The distinctive cover of the latest project from the Pat Metheny Group finds a mosaic-like assortment of tiny images, which computer users instantly register as clip art or icons, spelling out the text in secret code. The design concept offers a telling indication of what's inside, sonically, while also enshrouding the contents. That's apt, too: this music has no easy categorical fix. Over the quasi-narrative sprawl of its tracks, the album is abidingly melodic ("Follow Me" is a pop tune sans lyrics) and romantic, but never at the expense of adventurousness, especially as heard on the mini-epic tracks conceived by Metheny and longtime partner Lyle Mays, whose subtle intelligence coats the entire album. "The Heat of the Day" weds middle-Eastern-waxing lines, in metrically challenged patterns enhanced by Glen Velez's percussion cameo, with anthemic melodic shards. "The Roots of Coincidence," with its nods to Nine Inch Nails, is the rockingest piece in the Group repertoire since "American Garage"-its rock syntax nicely subverted and mystified.
As usual, on this first project under a new deal with Warner Brothers, the Metheny Group aesthetic greatly differs from other Metheny projects-i.e. his recent encounters with Charlie Haden and Derek Bailey-in that the Group savors the details, espousing production values and conceptual overview more common to pop than the quick-fix studio philosophy of jazz.
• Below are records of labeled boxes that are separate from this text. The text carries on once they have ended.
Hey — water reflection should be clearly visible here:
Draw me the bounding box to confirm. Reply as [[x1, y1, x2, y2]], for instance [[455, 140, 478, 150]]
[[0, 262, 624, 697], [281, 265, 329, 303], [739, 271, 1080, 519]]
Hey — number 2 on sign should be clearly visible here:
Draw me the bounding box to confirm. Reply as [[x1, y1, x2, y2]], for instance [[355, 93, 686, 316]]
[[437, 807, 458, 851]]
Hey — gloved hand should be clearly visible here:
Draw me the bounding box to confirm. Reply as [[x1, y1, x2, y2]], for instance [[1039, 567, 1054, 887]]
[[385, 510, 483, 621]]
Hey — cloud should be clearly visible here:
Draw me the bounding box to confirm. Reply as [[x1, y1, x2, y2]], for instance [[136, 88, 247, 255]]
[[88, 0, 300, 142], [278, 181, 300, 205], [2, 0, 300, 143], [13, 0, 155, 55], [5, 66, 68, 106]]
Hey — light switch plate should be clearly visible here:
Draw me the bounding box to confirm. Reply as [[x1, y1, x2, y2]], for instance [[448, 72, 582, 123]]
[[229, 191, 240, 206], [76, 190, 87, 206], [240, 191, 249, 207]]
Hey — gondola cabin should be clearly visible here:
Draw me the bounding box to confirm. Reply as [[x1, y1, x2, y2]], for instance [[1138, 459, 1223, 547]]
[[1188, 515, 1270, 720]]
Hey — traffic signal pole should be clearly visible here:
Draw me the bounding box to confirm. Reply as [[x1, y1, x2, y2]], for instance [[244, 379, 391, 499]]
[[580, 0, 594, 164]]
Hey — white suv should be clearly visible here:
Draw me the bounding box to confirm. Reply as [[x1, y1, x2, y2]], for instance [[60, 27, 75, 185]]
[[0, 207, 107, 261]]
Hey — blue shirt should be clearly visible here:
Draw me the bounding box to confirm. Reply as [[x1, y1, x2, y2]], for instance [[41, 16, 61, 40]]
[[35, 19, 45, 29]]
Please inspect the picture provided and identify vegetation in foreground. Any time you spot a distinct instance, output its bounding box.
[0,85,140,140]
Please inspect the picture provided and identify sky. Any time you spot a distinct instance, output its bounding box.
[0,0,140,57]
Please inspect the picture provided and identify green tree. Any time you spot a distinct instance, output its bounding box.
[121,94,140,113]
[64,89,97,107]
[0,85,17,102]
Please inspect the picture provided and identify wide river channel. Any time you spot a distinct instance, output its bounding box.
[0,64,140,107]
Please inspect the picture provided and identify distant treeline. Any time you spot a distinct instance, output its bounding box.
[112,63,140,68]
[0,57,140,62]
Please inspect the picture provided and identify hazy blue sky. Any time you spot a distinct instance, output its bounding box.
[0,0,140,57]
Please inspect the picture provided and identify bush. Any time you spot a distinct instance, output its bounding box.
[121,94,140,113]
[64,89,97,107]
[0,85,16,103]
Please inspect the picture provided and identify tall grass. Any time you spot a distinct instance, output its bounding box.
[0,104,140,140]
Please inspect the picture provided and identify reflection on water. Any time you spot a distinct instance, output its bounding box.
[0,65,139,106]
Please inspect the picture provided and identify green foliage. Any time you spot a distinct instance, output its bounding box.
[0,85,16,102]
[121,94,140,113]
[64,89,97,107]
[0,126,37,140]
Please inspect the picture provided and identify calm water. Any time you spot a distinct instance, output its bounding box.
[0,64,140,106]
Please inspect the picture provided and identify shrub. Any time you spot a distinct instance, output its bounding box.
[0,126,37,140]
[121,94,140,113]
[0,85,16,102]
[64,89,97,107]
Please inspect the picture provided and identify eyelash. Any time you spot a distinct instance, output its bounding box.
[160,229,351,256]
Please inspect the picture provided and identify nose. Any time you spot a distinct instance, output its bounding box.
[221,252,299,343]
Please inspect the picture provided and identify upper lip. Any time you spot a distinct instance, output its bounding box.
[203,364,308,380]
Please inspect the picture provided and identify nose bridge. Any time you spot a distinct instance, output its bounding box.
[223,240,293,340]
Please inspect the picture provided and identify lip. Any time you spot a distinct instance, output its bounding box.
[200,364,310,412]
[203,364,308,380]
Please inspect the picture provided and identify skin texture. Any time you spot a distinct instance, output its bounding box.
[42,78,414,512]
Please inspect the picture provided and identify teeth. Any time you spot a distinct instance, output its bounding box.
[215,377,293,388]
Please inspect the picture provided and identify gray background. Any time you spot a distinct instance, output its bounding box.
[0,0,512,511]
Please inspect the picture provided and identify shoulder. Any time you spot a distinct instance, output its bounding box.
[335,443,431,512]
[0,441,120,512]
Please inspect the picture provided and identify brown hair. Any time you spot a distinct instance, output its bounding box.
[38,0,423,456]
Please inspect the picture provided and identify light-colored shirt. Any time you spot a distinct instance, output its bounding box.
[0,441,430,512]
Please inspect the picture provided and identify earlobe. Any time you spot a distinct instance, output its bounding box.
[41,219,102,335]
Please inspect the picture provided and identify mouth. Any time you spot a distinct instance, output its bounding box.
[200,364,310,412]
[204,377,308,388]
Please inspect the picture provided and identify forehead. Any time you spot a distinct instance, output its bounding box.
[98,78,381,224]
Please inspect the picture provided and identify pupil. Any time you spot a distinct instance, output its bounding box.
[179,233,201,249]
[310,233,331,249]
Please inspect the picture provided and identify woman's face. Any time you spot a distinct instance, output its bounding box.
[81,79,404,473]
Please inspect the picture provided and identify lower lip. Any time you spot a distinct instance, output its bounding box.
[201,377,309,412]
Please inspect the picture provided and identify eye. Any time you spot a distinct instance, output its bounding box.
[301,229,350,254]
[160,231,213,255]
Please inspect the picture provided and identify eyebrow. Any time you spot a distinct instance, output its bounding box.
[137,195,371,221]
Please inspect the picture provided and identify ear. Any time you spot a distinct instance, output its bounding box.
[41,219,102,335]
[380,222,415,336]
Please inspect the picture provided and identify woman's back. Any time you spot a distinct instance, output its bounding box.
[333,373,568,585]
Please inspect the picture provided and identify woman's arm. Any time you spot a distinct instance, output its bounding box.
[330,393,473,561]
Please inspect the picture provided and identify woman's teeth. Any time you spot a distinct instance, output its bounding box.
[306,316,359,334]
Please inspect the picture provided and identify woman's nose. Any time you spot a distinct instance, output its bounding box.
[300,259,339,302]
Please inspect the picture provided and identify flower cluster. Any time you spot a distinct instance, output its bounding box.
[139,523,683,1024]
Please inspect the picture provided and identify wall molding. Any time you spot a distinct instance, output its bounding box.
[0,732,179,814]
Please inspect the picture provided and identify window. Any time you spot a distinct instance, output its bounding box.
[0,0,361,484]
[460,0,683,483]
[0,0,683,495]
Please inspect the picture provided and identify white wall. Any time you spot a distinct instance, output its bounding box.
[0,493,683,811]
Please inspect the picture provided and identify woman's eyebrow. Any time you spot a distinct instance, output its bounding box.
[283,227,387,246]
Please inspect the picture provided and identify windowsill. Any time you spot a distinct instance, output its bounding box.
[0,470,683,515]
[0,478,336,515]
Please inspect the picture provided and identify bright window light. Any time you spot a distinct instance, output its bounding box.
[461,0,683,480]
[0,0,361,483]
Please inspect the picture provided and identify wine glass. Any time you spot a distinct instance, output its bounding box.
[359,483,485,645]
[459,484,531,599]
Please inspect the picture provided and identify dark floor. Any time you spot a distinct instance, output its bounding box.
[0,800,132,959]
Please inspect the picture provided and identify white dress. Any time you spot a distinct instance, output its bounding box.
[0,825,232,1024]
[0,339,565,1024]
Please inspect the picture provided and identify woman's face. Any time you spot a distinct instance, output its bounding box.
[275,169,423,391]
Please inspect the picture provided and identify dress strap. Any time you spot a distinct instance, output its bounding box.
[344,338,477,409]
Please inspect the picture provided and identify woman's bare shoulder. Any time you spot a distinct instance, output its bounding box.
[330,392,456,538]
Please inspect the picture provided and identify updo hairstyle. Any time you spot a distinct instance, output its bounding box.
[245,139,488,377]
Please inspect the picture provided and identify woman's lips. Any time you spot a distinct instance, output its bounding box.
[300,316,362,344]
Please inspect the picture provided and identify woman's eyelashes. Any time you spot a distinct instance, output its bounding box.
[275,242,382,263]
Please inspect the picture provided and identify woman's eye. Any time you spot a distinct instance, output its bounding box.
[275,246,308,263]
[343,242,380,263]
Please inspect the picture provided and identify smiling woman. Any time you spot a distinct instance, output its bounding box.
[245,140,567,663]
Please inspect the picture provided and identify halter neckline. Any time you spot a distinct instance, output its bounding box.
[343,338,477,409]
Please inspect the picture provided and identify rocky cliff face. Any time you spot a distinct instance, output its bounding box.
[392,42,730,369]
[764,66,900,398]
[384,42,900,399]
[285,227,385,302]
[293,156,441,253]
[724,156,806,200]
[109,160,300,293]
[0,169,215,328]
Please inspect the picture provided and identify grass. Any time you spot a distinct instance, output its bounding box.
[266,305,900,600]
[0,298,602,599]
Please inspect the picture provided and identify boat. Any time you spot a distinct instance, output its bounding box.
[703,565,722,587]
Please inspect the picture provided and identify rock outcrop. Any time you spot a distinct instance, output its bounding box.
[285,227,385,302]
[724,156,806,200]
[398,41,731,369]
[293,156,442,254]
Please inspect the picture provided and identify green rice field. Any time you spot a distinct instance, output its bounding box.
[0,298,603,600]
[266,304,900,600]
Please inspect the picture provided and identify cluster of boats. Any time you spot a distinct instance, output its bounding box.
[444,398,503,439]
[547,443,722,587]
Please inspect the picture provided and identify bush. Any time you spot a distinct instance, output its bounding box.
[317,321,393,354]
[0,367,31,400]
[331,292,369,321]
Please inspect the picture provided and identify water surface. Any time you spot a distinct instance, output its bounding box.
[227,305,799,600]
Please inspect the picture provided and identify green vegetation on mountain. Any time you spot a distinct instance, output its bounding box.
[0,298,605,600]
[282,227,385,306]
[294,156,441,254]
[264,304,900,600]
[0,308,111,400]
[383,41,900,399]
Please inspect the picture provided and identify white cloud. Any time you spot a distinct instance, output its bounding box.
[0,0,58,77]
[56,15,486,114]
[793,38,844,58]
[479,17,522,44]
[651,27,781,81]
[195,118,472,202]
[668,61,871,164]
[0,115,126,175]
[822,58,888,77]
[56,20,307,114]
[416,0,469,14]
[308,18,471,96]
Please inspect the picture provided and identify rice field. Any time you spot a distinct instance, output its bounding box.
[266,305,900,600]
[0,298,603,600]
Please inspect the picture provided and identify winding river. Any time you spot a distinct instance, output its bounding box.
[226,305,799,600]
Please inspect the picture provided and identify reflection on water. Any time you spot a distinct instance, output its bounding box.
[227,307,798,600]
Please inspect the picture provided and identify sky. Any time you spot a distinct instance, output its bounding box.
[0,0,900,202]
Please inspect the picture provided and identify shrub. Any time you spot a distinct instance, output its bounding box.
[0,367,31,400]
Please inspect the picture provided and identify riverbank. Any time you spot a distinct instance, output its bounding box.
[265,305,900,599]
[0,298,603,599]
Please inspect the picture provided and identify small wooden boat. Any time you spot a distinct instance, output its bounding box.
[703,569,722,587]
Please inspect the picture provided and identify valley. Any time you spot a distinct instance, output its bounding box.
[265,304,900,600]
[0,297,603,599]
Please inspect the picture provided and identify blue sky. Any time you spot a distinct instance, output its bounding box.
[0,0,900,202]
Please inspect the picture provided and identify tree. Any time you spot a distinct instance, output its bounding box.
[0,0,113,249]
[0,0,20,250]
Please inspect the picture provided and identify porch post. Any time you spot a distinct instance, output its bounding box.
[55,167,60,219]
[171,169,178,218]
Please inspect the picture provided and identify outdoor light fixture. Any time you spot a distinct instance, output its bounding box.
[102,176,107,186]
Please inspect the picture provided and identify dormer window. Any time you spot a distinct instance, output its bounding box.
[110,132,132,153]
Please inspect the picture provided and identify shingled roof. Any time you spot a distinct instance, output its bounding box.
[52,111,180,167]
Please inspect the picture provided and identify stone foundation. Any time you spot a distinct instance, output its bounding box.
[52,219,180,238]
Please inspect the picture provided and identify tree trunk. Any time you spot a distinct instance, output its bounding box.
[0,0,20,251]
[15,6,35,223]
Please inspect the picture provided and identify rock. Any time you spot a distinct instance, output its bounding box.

At the same time, elements of improvisation and swing feel undercurrent keep the jazz link active. Throughout, Metheny plays with the duality he has always represented: passion and polish. He brandishes a growing palette of guitar textures, including his 42-string Pikasso guitar, a mutant harp-tar, and the ear-tweaking fretless nylon string guitar through distortion that gives the title track a vaguely Carnatic 'n' western tinge.
Is it jazz? Yes and no, and maybe, depending on your perspective. What is true is that the Metheny Group is one of the most ambitious and by-now veteran bands to spring from the soil of eclecticism of their generation. They use jazz as a license to go out, without losing populist appeal. A mean feat, that.